Oxygen for hospital patients is kept in special tanks, where the oxygen has a pressure of 62.0 atmospheres and a temperature of 293 K. The tanks are stored in a separate room, and the oxygen is pumped to the patient's room, where it is administered at a pressure of 1.00 atmosphere and a temperature of 297 K. What volume does 3.00 m3 of oxygen in the tanks occupy at the conditions in the patient's room?
combined gas law?
P2V2/T2=P1V1/T1
solve for V2, in the room.
67m^3
Well, well, well, we've got some complicated gas laws here! Don't worry, I'm here to clown around and help you out.
To solve this problem, we can use the combined gas law equation, which states:
(P1 * V1) / (T1) = (P2 * V2) / (T2)
Where:
P1 is the initial pressure (62.0 atm)
V1 is the initial volume (what we want to find)
T1 is the initial temperature (293 K)
P2 is the final pressure (1.00 atm)
V2 is the final volume (3.00 m3)
T2 is the final temperature (297 K)
Now, let's plug in the values and solve for V1:
(62.0 atm * V1) / (293 K) = (1.00 atm * 3.00 m3) / (297 K)
Cross-multiplying and rearranging, we get:
62.0 atm * V1 = (1.00 atm * 3.00 m3 * 293 K) / 297 K
Now, let's do the math:
V1 = (1.00 atm * 3.00 m3 * 293 K) / (297 K * 62.0 atm)
V1 = 0.44 m3
So, 3.00 m3 of oxygen in the tanks will occupy approximately 0.44 m3 at the conditions in the patient's room. And now we all breathe a sigh of relief!
To solve this problem, we can use the ideal gas law equation:
PV = nRT
Where:
P = pressure
V = volume
n = number of moles
R = ideal gas constant
T = temperature
First, let's calculate the number of moles of oxygen in the tanks using the initial conditions:
P1 = 62.0 atm
V1 = unknown
n = unknown
R = 0.0821 L·atm/(mol·K)
T1 = 293 K
Using the ideal gas law, we can rearrange the equation to solve for the number of moles (n):
n = P1 * V1 / (R * T1)
Now, let's calculate n:
n = (62.0 atm * V1) / (0.0821 L·atm/(mol·K) * 293 K)
Next, we'll calculate the volume of oxygen in the patient's room using the new conditions:
P2 = 1.00 atm
V2 = unknown
n = calculated earlier
R = 0.0821 L·atm/(mol·K)
T2 = 297 K
Using the ideal gas law, we can rearrange the equation to solve for the volume (V2):
V2 = (n * R * T2) / P2
Now, let's calculate V2:
V2 = (n * 0.0821 L·atm/(mol·K) * 297 K) / 1.00 atm
Finally, we can substitute the calculated value of n into the equation to find V2:
V2 = (calculated n value * 0.0821 L·atm/(mol·K) * 297 K) / 1.00 atm
Now, you can substitute the calculated values of n and P1 into the equation and solve for V2.
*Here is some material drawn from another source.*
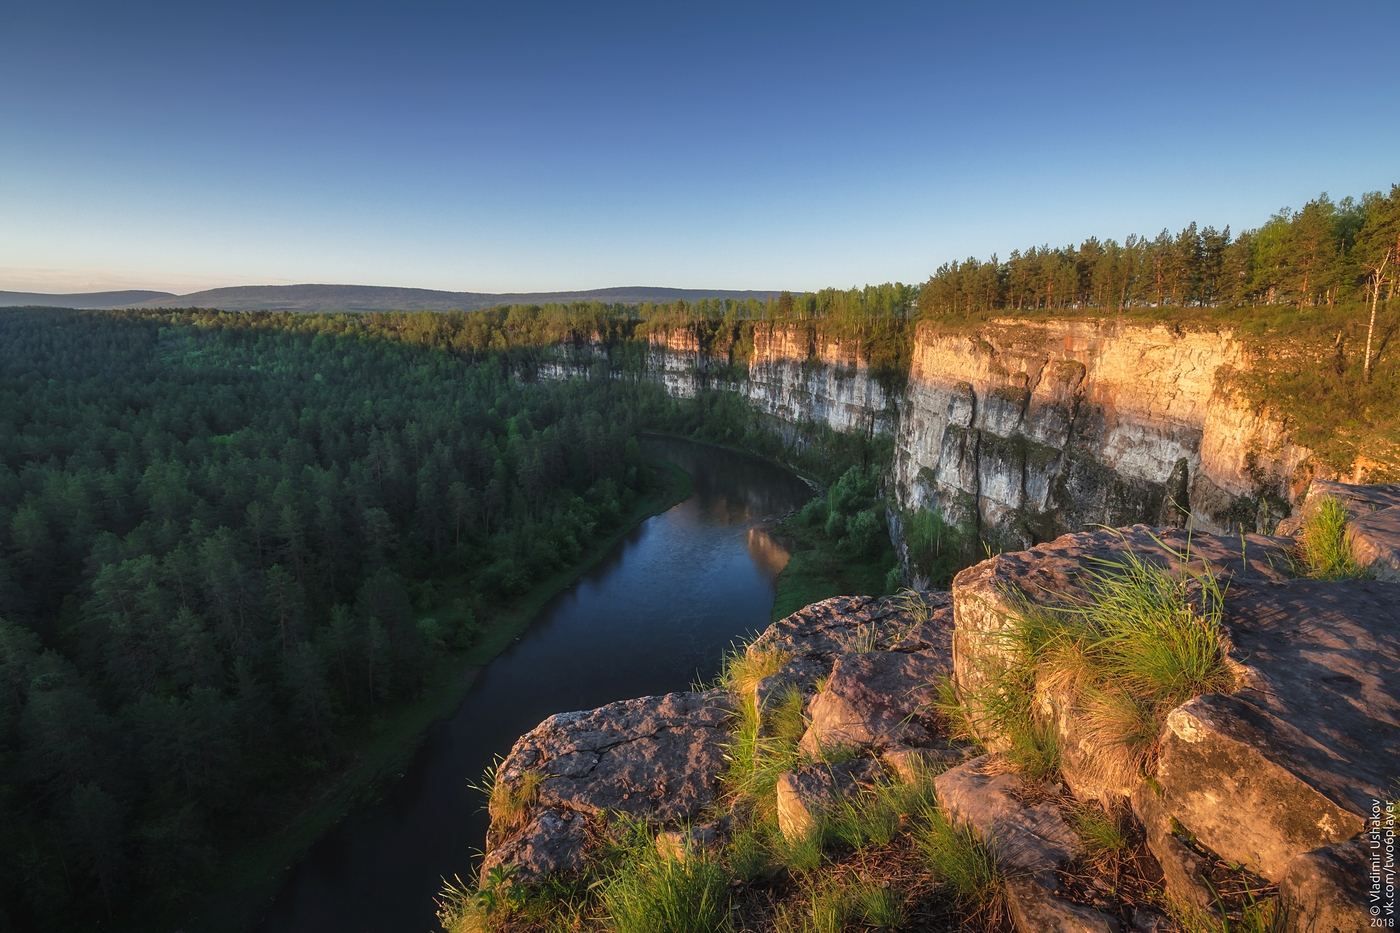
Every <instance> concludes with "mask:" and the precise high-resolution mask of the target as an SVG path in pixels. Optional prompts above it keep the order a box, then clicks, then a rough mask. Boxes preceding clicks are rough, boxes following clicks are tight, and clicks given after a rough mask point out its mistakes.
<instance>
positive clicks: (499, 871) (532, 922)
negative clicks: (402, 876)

To find the volume of 3.00 m3 of oxygen in the tanks at the conditions in the patient's room, we can use the combined gas law.
The combined gas law states that the ratio of the initial pressure to the final pressure is equal to the ratio of the initial volume to the final volume, multiplied by the ratio of the final temperature to the initial temperature. Mathematically, it can be represented as:
(P1 * V1) / (T1) = (P2 * V2) / (T2)
Where:
P1 = initial pressure (62.0 atmospheres)
V1 = initial volume (volume of oxygen in the tanks)
T1 = initial temperature (293 K)
P2 = final pressure (1.00 atmosphere)
V2 = final volume (unknown)
T2 = final temperature (297 K)
Rearranging the equation to solve for V2, we get:
V2 = (P1 * V1 * T2) / (P2 * T1)
Plugging in the given values, we have:
V2 = (62.0 * V1 * 297) / (1.00 * 293)
Now we can substitute the given initial volume V1 as 3.00 m3 and solve for V2:
V2 = (62.0 * 3.00 * 297) / (1.00 * 293)
V2 = 57.32 m3
Therefore, 3.00 m3 of oxygen in the tanks would occupy a volume of approximately 57.32 m3 at the conditions in the patient's room.